Understanding Obesity Through the Gut Microbiome
A Machine Learning Project
What problem would you dedicate decades of your life to solving?
Personally, that’s a hard question to answer. It’s easier for me to simply work on interesting things. Having done research on the gut microbiome in the past, and having gone through a simple yet enriching Artificial Intelligence journey, I found out that I could intersect these two areas to build something “interesting”.
You’ve probably heard of the human microbiome in the past. It’s this community of trillions of microorganisms living in our mouths, skin, vagina, and yes: in our gut!
What are they useful for?

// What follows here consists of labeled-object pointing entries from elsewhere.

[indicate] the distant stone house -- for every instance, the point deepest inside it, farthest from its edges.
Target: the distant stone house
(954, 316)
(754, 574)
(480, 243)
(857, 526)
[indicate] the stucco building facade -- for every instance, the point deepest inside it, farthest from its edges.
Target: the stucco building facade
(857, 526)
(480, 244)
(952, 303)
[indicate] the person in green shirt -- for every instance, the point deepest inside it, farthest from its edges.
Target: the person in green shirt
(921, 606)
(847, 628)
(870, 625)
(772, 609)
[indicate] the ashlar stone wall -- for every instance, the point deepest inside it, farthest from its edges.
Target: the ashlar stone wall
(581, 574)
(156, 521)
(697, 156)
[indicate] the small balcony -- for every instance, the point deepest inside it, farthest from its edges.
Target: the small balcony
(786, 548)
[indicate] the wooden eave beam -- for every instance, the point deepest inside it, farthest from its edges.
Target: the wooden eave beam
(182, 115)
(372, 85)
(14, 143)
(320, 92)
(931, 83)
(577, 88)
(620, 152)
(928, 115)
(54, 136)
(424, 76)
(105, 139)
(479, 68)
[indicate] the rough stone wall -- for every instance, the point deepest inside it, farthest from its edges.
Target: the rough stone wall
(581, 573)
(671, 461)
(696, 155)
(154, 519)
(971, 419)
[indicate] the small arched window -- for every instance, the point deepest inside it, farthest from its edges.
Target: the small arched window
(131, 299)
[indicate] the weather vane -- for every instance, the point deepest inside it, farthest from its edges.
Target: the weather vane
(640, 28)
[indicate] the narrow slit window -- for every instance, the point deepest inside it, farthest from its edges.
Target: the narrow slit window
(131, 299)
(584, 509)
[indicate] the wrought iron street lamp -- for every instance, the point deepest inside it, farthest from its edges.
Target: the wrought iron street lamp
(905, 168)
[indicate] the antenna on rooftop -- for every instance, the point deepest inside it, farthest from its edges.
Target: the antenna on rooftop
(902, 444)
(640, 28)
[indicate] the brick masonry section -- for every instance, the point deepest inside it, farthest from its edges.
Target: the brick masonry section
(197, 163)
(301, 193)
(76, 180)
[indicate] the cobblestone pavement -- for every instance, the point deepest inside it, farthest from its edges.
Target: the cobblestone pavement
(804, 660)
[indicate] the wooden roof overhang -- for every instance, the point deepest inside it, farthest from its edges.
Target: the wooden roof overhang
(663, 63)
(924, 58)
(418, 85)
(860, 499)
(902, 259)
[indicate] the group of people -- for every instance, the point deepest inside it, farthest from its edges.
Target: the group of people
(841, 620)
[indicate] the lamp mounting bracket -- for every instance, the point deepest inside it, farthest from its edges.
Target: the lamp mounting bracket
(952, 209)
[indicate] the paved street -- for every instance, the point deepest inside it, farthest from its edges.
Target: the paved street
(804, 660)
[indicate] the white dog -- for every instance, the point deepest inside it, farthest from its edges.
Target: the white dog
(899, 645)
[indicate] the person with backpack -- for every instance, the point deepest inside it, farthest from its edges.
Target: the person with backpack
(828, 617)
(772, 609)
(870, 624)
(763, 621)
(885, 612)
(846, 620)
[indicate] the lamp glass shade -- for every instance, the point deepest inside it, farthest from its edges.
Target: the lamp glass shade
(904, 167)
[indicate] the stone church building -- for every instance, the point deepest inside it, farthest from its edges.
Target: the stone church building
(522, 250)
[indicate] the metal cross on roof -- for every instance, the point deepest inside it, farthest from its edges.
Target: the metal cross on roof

What do they do? Well, apparently the answer is “more than we can imagine”. Scientists have found correlations between the diversity of these microbes and conditions like insomnia, depression, obesity, cancer, HIV, Alzheimer’s disease, and more.
These discoveries have been so compelling, that startups like Viome have already created products and services to analyze your gut microbiome, and then recommend personalized probiotics to improve your health. Further, some scientists think that the gut microbiome could be as important and as complex as our genome.
Going back to the correlations, there was one that especially caught my attention: our gut microbiome can influence our food cravings through the Gut-Brain Microbiome Axis (GBMA). To say that in English, these microbes in our gut are controlling what we want to eat by sending signals to our brain.
After reading this fact, the first question that came to my mind — and for sure, to the minds of many researchers around the world too — is if this mechanism could be used to treat obesity somehow.
The idea that then wanted to work on was an app that would analyze the gut microbiome of people with high BMI, then detect which bacteria are somehow misbalanced, and finally recommend a specific diet to improve the composition of your gut microbiome.
Such solution would promise to help the user feed the bacteria that will make them healthy, and stop feeding the bacteria that contributes negatively.
At the time of writing this article, I have only created a simple AI model to classify healthy and obese microbiomes. My programming skills will definitely need to improve before building the whole idea described above, but I will consider this as a start.
Microbes controlling your brain
This makes sense: each species is fighting for survival, they will tell our brains to feed them the food they want, so the larger a particular type of bacteria is, the more power it will have to manipulate us through higher signals.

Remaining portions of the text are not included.